Ever since 1863, when it became a national holiday in the United States, American families have come together to celebrate Thanksgiving with family and friends. Officially, it is a day to express thanks for the blessings they received and enjoyed. Admittedly, the holiday took a long time to form, yet it became one of the most awaited holidays annually in the country, and is regarded as one of only two nondenominational events in the US.
With the long weekend, the opportunity to connect again with family and friends, it is no wonder that people make a big deal out of Thanksgiving. As such, it has spawned a lot of symbols that live on until today. Here are the top five most memorable Thanksgiving symbols.
The cornucopia or horn of plenty is actually a symbol for bountiful harvests that originated from the Greek legends, wherein a goat named Amalthea presented one of its horns to the god Zeus. Cornucopias were once fashioned out of hollowed out goats’ horns, which were then filled with fruits and vegetables from a recent harvest.
The first Thanksgiving feast coincided with the Keepunumuk, or the harvest time for the Wampanoag, the Native American neighbors of the Mayflower pilgrims.
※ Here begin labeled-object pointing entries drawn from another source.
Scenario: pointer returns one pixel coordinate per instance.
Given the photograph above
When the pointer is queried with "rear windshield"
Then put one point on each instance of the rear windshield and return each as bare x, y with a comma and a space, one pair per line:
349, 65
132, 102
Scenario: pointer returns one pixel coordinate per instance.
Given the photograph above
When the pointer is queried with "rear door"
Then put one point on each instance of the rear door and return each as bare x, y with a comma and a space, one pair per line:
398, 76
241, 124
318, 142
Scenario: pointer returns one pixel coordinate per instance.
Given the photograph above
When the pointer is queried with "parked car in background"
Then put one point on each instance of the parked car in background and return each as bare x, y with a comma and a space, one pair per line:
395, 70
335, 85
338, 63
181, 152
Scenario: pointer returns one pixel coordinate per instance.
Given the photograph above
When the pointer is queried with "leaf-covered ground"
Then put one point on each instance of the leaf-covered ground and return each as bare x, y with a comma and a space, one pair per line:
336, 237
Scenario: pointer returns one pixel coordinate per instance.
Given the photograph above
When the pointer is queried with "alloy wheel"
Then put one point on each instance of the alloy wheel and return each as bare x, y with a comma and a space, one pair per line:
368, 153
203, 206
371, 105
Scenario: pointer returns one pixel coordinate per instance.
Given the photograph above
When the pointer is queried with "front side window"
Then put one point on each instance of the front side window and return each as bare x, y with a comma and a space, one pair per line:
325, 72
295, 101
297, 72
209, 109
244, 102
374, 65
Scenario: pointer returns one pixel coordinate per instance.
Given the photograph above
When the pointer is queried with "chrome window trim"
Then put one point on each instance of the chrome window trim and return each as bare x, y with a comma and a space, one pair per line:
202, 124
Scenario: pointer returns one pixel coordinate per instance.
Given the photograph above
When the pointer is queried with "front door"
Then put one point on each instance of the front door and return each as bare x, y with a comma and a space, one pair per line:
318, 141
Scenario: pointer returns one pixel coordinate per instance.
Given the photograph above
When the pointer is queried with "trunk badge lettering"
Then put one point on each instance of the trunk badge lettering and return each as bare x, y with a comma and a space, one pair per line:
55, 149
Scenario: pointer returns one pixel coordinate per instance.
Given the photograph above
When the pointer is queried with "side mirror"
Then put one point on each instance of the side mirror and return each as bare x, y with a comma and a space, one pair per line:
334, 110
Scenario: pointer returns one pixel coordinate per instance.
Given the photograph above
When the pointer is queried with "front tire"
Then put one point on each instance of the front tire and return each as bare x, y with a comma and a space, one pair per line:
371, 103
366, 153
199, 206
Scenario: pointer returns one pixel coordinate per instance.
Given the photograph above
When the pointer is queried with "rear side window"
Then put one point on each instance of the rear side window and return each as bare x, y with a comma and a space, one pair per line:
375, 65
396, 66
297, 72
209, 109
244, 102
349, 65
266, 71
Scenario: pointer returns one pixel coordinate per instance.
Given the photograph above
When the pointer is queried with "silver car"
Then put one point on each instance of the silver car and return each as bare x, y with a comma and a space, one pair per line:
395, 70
Corn actually livens up the dinner table on Thanksgiving. More than just providing delicious dinner fare (from corn muffins, soup, to various recipes featuring corn), corn was also part of the first Thanksgiving feast between the pilgrims and the native Americans.
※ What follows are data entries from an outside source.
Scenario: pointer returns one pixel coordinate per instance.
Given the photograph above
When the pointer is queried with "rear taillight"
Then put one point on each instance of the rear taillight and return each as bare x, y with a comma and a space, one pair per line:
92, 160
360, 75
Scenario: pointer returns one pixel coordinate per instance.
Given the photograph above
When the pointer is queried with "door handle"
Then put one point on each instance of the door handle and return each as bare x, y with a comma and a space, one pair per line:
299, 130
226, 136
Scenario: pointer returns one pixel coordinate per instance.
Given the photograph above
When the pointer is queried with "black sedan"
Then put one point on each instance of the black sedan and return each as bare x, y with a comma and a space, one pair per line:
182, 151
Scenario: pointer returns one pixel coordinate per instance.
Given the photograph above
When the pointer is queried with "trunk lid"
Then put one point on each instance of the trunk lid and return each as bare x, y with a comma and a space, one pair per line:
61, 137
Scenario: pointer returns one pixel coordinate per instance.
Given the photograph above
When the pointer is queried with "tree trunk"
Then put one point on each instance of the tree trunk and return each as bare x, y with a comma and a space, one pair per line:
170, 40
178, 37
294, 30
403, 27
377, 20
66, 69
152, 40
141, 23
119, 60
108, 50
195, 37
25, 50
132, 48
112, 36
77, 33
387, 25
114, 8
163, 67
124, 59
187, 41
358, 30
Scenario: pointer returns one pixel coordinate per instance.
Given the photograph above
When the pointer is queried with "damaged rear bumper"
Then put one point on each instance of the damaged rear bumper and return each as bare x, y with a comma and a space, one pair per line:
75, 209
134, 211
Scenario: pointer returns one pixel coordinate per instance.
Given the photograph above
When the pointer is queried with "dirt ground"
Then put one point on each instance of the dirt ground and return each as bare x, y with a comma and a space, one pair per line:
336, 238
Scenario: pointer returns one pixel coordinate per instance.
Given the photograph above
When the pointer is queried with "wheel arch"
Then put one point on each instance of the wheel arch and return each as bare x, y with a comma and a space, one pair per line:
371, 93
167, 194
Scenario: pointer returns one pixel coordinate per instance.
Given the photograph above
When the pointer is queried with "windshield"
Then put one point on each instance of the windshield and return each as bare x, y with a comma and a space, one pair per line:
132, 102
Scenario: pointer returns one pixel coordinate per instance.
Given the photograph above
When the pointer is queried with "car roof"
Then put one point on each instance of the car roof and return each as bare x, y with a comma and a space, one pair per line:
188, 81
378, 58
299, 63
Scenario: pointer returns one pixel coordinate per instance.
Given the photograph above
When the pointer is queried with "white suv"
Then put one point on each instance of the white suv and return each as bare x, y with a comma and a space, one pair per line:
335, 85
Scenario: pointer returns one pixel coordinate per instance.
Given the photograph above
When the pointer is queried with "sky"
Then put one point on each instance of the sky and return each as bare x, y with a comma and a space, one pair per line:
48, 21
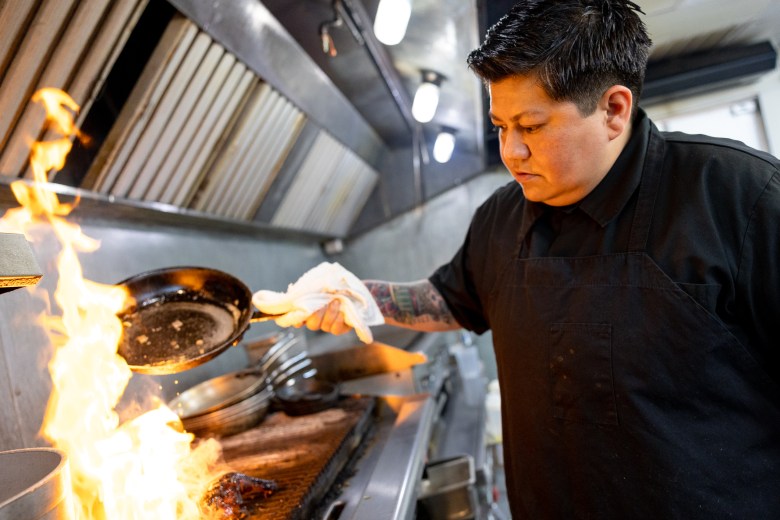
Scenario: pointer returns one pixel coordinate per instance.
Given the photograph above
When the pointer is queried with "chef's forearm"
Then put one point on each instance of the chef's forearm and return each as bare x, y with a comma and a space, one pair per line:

It was also one of the crops that the Native Americans taught our forefathers to plant, and helped them survive their first bitter winter.
The tradition continues on today, wherein corn graces the dinner table on Thanksgiving.
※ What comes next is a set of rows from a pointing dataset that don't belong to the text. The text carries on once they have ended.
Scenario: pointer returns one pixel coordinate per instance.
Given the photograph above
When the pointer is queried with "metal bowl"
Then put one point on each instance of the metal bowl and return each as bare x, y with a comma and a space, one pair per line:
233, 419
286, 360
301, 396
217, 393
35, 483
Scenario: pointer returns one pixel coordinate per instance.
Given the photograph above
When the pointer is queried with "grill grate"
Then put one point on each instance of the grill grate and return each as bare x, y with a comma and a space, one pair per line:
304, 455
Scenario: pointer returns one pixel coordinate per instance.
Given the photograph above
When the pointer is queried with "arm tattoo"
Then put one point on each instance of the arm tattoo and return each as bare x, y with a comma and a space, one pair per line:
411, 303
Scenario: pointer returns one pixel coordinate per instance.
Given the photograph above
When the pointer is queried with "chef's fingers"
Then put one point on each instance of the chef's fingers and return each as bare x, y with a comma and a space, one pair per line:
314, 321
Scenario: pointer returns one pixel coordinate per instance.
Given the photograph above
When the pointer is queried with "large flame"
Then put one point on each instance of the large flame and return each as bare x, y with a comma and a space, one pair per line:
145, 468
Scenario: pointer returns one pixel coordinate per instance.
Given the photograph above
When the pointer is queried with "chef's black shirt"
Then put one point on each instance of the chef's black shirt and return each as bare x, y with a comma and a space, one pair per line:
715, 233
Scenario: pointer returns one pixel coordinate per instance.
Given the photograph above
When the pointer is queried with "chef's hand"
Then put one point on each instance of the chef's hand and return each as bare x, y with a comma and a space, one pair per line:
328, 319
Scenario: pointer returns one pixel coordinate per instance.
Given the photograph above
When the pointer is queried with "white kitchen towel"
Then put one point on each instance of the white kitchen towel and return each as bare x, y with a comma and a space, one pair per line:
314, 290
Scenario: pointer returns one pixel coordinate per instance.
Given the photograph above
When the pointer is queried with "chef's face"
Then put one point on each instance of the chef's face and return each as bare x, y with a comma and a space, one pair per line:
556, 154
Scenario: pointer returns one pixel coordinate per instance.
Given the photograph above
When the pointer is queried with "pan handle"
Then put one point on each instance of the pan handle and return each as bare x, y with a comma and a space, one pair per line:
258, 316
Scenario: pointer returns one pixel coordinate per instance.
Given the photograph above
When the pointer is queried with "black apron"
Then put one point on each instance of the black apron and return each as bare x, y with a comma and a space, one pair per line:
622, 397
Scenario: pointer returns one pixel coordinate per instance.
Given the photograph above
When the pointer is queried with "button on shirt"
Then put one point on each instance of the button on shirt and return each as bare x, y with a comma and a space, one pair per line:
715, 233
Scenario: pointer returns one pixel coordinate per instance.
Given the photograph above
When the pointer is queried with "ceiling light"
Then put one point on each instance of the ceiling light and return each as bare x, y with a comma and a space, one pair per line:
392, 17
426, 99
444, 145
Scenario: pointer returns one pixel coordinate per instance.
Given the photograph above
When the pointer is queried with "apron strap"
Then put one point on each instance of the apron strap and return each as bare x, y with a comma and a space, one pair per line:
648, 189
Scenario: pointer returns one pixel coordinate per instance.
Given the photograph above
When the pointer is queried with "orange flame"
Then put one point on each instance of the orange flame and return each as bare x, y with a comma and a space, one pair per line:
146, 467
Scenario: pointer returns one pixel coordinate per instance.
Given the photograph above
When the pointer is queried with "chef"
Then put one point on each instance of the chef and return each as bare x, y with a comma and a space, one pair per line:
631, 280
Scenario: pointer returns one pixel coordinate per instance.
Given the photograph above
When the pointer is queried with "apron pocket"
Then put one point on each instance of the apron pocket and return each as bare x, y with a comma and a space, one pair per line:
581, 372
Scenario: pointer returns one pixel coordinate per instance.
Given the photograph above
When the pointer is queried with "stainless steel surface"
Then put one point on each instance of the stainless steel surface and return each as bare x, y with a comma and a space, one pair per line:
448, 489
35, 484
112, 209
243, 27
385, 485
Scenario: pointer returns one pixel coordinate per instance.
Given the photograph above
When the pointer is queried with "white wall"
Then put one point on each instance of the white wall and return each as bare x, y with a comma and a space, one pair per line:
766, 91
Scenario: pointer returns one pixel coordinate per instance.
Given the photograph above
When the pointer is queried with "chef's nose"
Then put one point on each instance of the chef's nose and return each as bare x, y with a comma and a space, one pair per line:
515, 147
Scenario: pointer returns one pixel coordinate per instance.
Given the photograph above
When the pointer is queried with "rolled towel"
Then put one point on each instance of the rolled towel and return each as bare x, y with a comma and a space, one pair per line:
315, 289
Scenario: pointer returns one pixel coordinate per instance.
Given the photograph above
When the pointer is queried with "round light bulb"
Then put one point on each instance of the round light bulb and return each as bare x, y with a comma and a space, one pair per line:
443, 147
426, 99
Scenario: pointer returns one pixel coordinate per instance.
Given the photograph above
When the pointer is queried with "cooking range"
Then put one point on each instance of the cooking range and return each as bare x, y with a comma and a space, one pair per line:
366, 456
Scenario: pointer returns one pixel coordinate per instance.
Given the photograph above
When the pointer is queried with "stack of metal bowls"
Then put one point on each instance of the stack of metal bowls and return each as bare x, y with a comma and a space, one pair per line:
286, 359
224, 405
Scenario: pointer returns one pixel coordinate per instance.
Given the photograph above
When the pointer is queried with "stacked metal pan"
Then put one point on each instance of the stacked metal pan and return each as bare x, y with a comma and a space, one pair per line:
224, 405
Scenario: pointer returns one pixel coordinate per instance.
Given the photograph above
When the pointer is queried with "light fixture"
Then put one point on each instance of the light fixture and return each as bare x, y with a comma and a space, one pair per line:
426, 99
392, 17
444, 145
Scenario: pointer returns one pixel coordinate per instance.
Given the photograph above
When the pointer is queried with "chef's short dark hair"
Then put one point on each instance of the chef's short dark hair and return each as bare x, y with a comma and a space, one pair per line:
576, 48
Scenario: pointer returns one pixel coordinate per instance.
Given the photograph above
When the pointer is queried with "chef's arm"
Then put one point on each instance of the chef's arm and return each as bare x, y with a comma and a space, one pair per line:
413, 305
Thanksgiving not only commemorates the blessings people received for the past year. It also commemorates the gratitude of the Mayflower Pilgrims to their Native American neighbors who helped them after their departure from England in the 17th century.
It is said that after the Native Americans helped the pilgrims survive even through winter and taught them how to plant crops, they showed their appreciation by holding a feast.
Today, paper cutouts and statuettes of both pilgrims and Native American adorn almost every American home during the Thanksgiving celebrations.
2. Beans and Cranberry
It is believed that Native Americans taught the pilgrims to grow beans alongside their corn, which provided poles for the beans to grow on. As such, beans became part of the Thanksgiving tradition for the same reasons as corn.
Cranberries are also an important Thanksgiving symbol. It is said that pilgrims first learned to sweeten cranberries with sugar making it a great sauce. Up to this day, no Thanksgiving turkey is served without cranberry sauce.
It seems that every Thanksgiving dinner needs to have a turkey. More than providing a sumptuous feast, the turkey is actually a commemoration of the first Thanksgiving dinner wherein wild turkeys were believed to have been butchered and served. For the record, however, it could have been any other fowl.
Since then, every American household always roasted turkeys and served them on Thanksgiving. The turkey has been strongly associated with Thanksgiving that the day is sometimes referred to as "Turkey Day" and there is the "Turkey Song" that is aptly sung after the dinner.